1. If using a pie pumpkin: preheat oven to 450. Line a rimmed baking sheet with parchment paper and set aside. Prepare your pumpkin for roasting by removing the stem, cutting pumpkin in half and removing membrane and seeds. Once pumpkin is clean, cut the halves in half; rub the flesh side with a light olive oil; lightly salt the flesh to help draw out any excess moisture when cooking. Place pumpkin on baking sheet and cook for 30-35 minutes. Pumpkin is done when you can easily pierce the skin with a paring knife.
2. When pumpkin is done roasting let cool until you can safely handle the quarters. Once cool enough to touch, peel the skins from the flesh. Next cut the pumpkin into 1-inch cubes.

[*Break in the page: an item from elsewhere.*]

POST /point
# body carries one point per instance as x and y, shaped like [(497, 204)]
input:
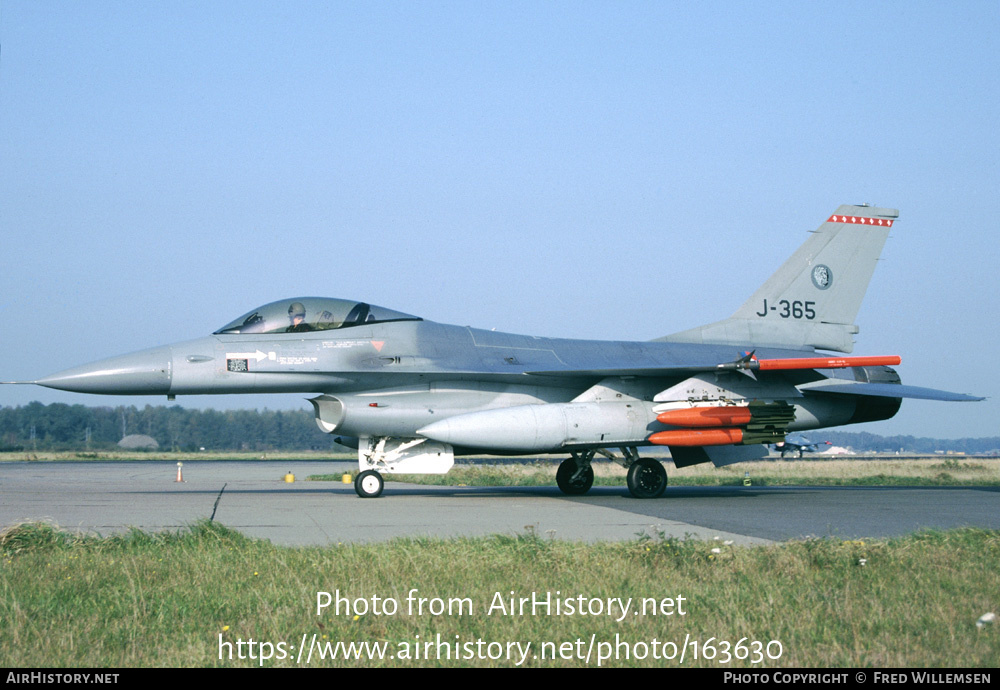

3. On the stove top, heat a medium sized soup pot over medium heat. Once the pan is hot at your butter. Once butter melts, add in the onion and garlic; sauté until onion is softened.
4. Next add in the pumpkin, broth, sweetener and seasonings; stir until all ingredients are combined.
5. Turn the heat to medium high and bring the soup to a boil. Once the broth is boiling, turn the heat down to low and stir in your cream.
6. Raise the temperature to bring the soup to a simmer; cook for 15 minutes.
7. Using either a blender or a stick blender, begin pureeing the ingredients. If using a blender, work in batches. If soup is too thick, you can add in either more broth or water, 1-2 tablespoons at a time, until you reach desired consistency.
8. You can either serve the soup as is or with a small dollop of sour cream/crème fraiche and a teaspoon of pumpkin seeds.